Score – KTT Iklim pertama Afrika dibuka di ibukota Kenya pada Senin di mana para delegasi bertujuan untuk menentukan posisi bersama sebelum konferensi global yang akan datang, serta mendiskusikan bagaimana pendanaan untuk prioritas isu lingkungan benua.
Pelaksana KTT mengatakan mengantisipasi ratusan juta dolar dalam bentuk kerja sama akan diumumkan pada KTT selama tiga hari itu, di mana mereka ingin menampilkan Afrika sebagai tujuan investasi iklim daripada sekedar korban banjir, kekeringan dan kelaparan.
Pada Senin, menteri-menteri lingkungan, eksekutif bisnis dan aktivis iklim akan mendiskusikan bagaimana meningkatkan pendanaan iklim dan pasar karbon, investasi terhadap penanganan kenaikan suhu dan transformasi sistem pangan.
Lebih dari 20 presiden dan kepala pemerintahan dijadwalkan untuk hadir pada Selasa yang merencanakan untuk mengeluarkan deklarasi untuk mengurai posisi Afrika sebelum konferensi iklim PBB di New York pada September dan KTT COP28 PBB di Uni Emirat Arab pada akhir November.
Dalam sambutan pembukanya, Menteri Lingkungan Hidup Kenya Soipan Tuya menekankan kondisi genting saat ini.
“Perdebatan mengenai iklim telah memasuki era baru. Bukan lagi hanya mengenai penanganan masalah lingkungan atau perkembangan, tapi membicarakan perubahan iklim dalam konteks keadilan,” kata Tuya.
“Jika kita tidak mengembangkan langkah respon yang memadai untuk menghadapi krisis perubahan iklim, itu akan menghancurkan kita,” tambahnya.
Pemimpin negara-negara Afrika mendorong instrumen pendanaan berbasis pasar seperti kredit karbon dalam upaya untuk mengumpulkan pendanaan yang disebut sangat lambat turunnya dari negara donor kaya.
Kredit karbon mengizinkan pencemar udara untuk mengimbangi emisi yang dikeluarkan dengan membiayai kegiatan-kegiatan termasuk penanaman pohon dan energi terbarukan.
Salah satu bank pinjaman terbesar di Republik Kongo, Rawbank, dan pedagang energi global Vitol mengumumkan investasi senilai 20 juta dolar (Rp304,8 miliar) pada Senin di energi terbarukan, penyediaan energi lain untuk memasak lebih bersih serta konservasi hutan di Kongo.
Namun banyak aktivis Afrika yang menentang pendekatan KTT tersebut kepada pendanaan iklim dan mengatakan bahwa usulan ditawarkan hanya memajukan prioritas negara Barat dan mengorbankan benua Afrika.

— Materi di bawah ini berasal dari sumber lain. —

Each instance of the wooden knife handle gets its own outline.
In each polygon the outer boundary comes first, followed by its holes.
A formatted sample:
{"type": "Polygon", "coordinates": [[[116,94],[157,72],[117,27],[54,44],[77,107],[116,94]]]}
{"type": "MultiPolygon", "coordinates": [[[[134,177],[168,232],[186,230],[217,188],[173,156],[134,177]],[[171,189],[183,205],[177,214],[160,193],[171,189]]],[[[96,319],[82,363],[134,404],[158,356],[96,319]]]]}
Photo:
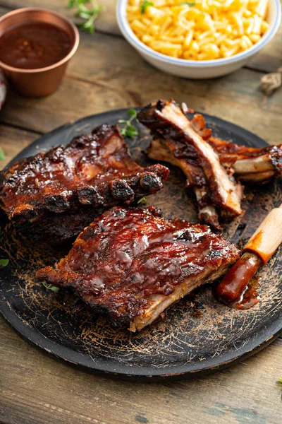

Para aktivis mengatakan kredit karbon dan instrumen pendanaan lainnya adalah dalih dari negara kaya dan perusahaan untuk terus menghasilkan polusi dan bahwa negara-negara Afrika harus menagih komitmen finansial negara donor yang telah dibuat untuk negara miskin namun hanya dipenuhi sebagian.
“Afrika perlu mendapatkan pendanaan dari negara-negara yang menjadi kaya dari penderitaan kita. Mereka berutang pada perubahan iklim,” ujar Mohamed Adow, Direktur Energi di lembaga think tank Power Shift Africa.
Negara-negara Afrika hanya menyumbang sekitar tiga persen emisi karbon global, menurut angka yang dikeluarkan PBB, namun mereka semakin terkena dampak cuaca ekstrem yang terkait dengan perubahan iklim, termasuk kekeringan terburuk di Tanduk Afrika dalam beberapa dekade terakhir.